TL;DR: This PhD thesis investigates how audiences evaluate trust, credibility, emotion, and ethical acceptability in nonfiction films when traditional indexical imagery is contrasted with AI-generated synthetic visuals. It introduces the concept of Inference Journalism as a transparent genre label for AI-based reconstruction in nonfiction media.
- Examines how the implicit contract of nonfiction $$\text{(that what is shown has an indexical link to reality)}$$ is destabilised as synthetic media enters documentary and journalism.
- Compares audience responses to a conventionally filmed documentary and a synthetic version generated using machine learning models, without disclosing which version they see.

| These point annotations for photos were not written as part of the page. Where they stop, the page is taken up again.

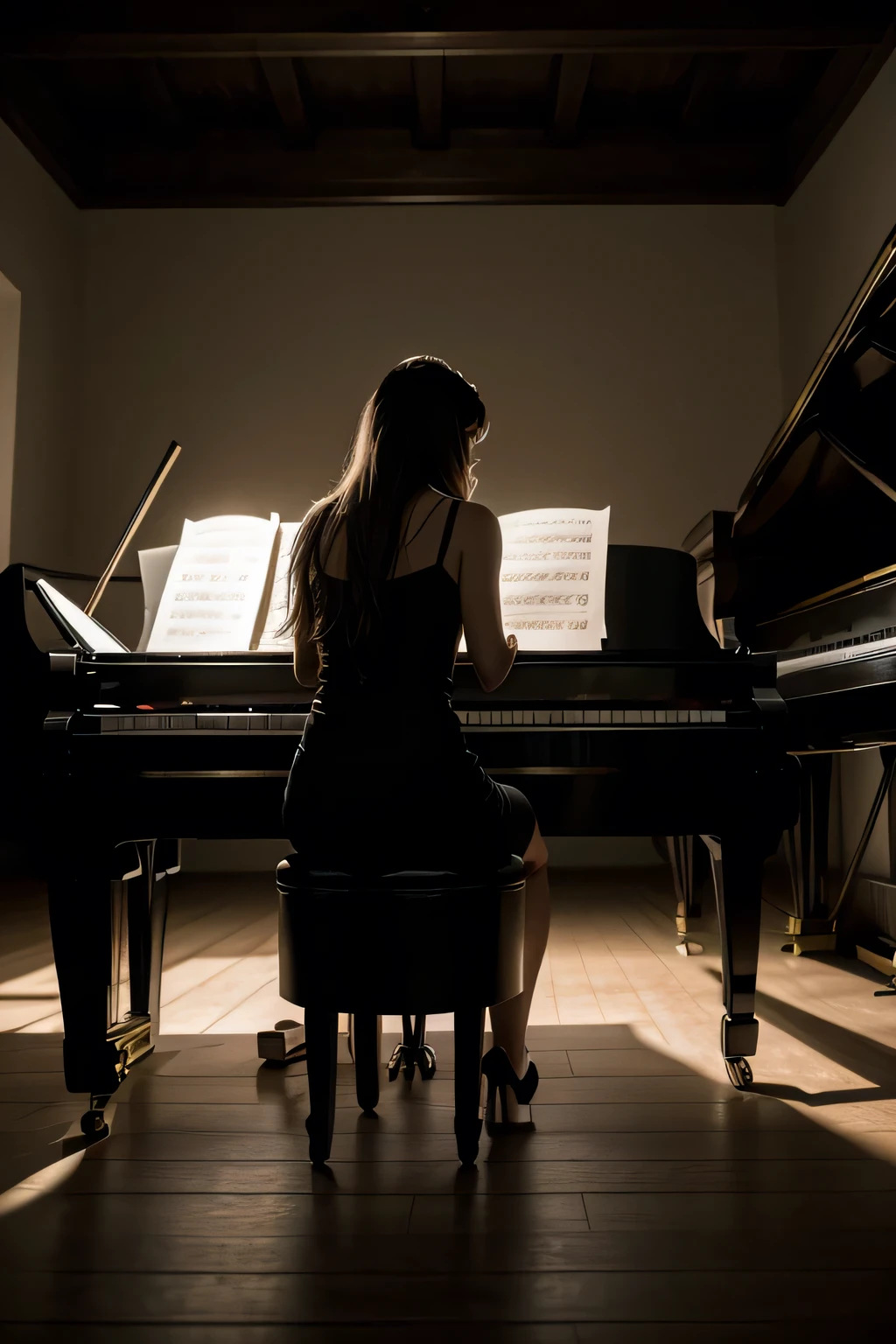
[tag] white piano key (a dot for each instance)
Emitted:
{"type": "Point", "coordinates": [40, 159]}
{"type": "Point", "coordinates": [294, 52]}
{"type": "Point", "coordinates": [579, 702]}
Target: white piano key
{"type": "Point", "coordinates": [293, 722]}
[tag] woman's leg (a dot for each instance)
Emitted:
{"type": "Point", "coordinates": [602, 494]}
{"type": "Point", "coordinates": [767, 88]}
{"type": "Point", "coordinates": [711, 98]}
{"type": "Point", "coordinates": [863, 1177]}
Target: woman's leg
{"type": "Point", "coordinates": [511, 1018]}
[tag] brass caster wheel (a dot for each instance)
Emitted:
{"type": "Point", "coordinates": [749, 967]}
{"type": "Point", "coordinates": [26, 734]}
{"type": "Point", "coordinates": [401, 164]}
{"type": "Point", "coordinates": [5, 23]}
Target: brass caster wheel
{"type": "Point", "coordinates": [739, 1073]}
{"type": "Point", "coordinates": [93, 1124]}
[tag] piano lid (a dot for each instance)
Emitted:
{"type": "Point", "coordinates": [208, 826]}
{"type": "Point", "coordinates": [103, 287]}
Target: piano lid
{"type": "Point", "coordinates": [817, 521]}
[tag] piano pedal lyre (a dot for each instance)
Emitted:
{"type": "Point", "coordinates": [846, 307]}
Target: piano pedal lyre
{"type": "Point", "coordinates": [93, 1123]}
{"type": "Point", "coordinates": [283, 1046]}
{"type": "Point", "coordinates": [810, 935]}
{"type": "Point", "coordinates": [739, 1038]}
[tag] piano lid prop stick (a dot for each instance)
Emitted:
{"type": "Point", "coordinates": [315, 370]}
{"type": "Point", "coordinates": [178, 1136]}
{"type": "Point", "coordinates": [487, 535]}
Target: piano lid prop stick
{"type": "Point", "coordinates": [140, 512]}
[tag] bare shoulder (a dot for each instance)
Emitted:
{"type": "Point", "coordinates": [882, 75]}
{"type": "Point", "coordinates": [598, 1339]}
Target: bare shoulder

- Uses a mixed-methods design: quantitative surveys analysed in Survey Monkey and Excel, and qualitative thematic coding in NVivo across six thematic areas.
- Identifies indexical anchors as central to trust: tolerated flaws in real footage are read as authenticity, while anomalies in synthetic material are often read as unreality.
- Develops the empathy–ethics paradox: AI reconstructions of a deceased individual can heighten emotional closeness while simultaneously provoking ethical discomfort.
- Shows that ethical boundaries are drawn more firmly around people than places: recreating environments with AI is more acceptable (if transparent) than recreating deceased individuals.
- Proposes Inference Journalism as a professional genre term: the transparent use of AI/ML to infer and reconstruct places, events, or people from real-world anchors such as photographs, recordings, or data traces.